Therapeutics
Mark Fratarcangeli, MD
Resident
University of Ottawa
Ottawa, Ontario, Canada
Jody Young, B.Sc, MD
Chief of Physical Medicine and Rehabilitation
Canadian Armed Forces
Ottawa, Ontario, Canada
Eligibility criteria: Relevant human studies and reviews were identified before conducting the analysis; English; any design focused on cryoneurolysis/cryoablation of peripheral nerves for perioperative amputation analgesia or established PLP. Sources of evidence: PubMed, Scopus, Cochrane, Web of Science, CINHAL, and Embase; all items accessed between April to September 2025. Charting methods: Single-reviewer screening and data charting of design, population, targets/timing, parameters, outcomes (pain/PLP), follow-up, and safety; no formal critical appraisal (per PRISMA-ScR).
Results:
Results: Thirteen sources were included.
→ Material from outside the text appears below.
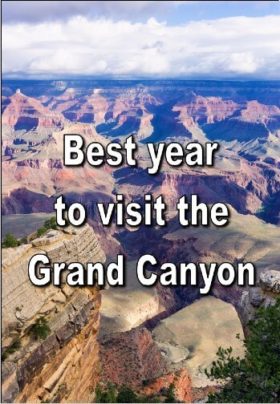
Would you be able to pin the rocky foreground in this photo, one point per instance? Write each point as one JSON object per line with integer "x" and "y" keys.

For established PLP, small uncontrolled studies and an interventional radiology pilot suggest clinically meaningful relief when a peripheral generator is identified; a PLP-focused systematic review pooled four studies demonstrating large effect size for pain reduction, suggestive of clinically meaningful improvement; For perioperative prevention, case-level signals are favorable, but a randomized, masked pilot found no superiority over sham for chronic PLP at ~4 months under its protocol. Serious adverse events were uncommon across reports.
Conclusion:
Conclusions: Cryoneurolysis is feasible and appears effective for selected patients with established PLP when a peripheral nociceptive focus is confirmed; routine perioperative use to prevent PLP remains unproven. Prioritized research needs: standardized targeting/freezing parameters, comparative trials (vs TMR/RPNI/PNS), and patient-anchored outcome thresholds.